Amber is a mineral with a hardness of 2 out of 10 on the Mohs scale of mineral hardness [?]. These Amorphously structured gems are made of organic resin, their full chemical compound being C10H16O.

Amber is one of the few organic gemstones that exist. Amber is made when tree resin is fossilized. Most people I speak with directly think that its sap, but this is not the case. The word sap and resin are used almost interchangeably but there are a few differences. Sap is the sugar and water mixture found in trees, while resin is the liquid that oozes from cuts in the trees outer shell.

Due to its wide availability most amber gems are fairly affordable, unless you can find one with an inclusion of something like and ant or other bug.

When many people think of amber they think of the Mosquito trapped in amber in the movie Jurasic Park.

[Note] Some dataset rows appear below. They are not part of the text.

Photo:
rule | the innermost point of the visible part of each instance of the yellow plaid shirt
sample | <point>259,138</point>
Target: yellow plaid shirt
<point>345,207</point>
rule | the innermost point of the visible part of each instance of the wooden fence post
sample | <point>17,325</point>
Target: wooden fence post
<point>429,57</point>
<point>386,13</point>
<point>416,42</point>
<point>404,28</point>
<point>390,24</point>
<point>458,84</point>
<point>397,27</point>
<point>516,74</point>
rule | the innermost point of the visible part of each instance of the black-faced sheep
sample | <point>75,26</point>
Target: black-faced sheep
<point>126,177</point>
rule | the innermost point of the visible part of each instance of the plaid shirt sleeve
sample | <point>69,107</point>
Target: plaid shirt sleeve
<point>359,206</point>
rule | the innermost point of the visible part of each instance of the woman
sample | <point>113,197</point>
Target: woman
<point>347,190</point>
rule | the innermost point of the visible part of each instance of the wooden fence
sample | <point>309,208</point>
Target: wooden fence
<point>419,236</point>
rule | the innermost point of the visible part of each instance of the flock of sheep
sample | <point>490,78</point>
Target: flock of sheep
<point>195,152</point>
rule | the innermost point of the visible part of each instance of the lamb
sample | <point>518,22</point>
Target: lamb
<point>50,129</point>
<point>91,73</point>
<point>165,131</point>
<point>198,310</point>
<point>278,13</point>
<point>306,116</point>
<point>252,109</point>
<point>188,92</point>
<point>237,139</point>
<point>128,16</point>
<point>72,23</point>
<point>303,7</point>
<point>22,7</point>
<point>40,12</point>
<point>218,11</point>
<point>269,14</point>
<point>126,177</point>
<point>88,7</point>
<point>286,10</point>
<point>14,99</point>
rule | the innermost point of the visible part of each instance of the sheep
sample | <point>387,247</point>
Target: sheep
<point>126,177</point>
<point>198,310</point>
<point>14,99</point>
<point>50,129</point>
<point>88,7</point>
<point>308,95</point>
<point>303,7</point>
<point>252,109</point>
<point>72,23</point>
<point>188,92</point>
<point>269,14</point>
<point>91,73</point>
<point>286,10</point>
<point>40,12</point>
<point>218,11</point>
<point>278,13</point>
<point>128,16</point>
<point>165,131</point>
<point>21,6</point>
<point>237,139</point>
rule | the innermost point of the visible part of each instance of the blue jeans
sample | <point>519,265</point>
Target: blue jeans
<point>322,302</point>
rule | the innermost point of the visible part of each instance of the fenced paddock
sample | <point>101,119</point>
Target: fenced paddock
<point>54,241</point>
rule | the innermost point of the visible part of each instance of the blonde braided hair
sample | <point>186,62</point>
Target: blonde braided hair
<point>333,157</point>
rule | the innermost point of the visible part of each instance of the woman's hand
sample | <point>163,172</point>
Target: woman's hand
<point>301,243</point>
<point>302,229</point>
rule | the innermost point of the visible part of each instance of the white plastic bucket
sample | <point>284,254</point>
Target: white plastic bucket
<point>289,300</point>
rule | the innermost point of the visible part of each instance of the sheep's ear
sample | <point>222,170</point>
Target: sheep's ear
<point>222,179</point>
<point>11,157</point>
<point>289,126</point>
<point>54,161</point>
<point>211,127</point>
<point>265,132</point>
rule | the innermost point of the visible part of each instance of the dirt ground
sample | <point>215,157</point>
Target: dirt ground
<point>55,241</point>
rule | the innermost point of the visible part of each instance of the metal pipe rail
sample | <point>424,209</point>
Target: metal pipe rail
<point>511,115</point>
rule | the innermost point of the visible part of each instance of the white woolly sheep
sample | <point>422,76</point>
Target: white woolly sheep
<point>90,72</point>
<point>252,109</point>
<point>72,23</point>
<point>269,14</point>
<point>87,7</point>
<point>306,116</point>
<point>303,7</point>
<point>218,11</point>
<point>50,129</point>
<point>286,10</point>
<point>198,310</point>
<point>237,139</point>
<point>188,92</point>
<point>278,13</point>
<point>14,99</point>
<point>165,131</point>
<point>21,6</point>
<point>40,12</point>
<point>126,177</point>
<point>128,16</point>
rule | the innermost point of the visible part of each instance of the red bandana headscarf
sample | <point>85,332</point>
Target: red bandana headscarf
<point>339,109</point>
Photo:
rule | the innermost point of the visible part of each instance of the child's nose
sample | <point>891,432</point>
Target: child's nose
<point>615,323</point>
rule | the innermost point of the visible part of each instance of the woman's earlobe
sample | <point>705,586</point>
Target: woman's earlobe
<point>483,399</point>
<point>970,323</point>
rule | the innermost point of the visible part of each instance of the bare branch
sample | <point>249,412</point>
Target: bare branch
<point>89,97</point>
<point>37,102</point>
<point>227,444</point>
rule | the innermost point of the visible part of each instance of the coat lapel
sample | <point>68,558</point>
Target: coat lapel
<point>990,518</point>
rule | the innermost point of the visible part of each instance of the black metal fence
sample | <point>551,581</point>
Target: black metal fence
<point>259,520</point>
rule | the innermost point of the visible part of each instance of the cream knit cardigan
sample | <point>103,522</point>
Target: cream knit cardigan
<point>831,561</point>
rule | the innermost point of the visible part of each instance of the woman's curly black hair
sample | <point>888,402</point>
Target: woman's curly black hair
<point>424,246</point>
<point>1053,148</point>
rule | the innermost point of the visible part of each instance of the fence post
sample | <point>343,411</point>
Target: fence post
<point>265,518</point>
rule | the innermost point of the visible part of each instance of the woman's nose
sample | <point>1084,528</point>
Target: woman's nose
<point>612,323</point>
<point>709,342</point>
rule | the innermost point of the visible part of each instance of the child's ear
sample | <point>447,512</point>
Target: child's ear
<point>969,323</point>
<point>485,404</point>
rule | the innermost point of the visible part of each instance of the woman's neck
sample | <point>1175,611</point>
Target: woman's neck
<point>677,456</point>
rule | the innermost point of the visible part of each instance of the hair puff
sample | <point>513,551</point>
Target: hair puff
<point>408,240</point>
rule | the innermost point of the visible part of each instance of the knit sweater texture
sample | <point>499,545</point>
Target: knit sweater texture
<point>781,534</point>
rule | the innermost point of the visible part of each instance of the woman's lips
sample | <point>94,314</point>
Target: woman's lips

While the movie itself was fiction the inclusion of such insects is not.

Caution when attempting to buy quality amber as only 15% of all amber is clean enough to sell as is. The rest is processed and made into Ambroid, and its very hard to tell the difference. So make sure you are buying Amber, and not Ambroid.

The specific gravity [?] for Amber is 1.08, it's refractive index [?] is 1.54-1.55, and it's double refraction [?] is N/A.


The word Amber comes from the Arabic/Aramaic word anbar. Amber has been associated in the past with the Greek god of the sun Helios.

Amber from the Baltics has been traded on the Amber road since antiquity

Baltic Amber has been called the gold of the north, and is assumed to be one of the earliest known gems used for trading.

Industrial Usages

Amber has very little industrial usage. It is however used in making incense, smokers, cigar cases, and tobacco pipes.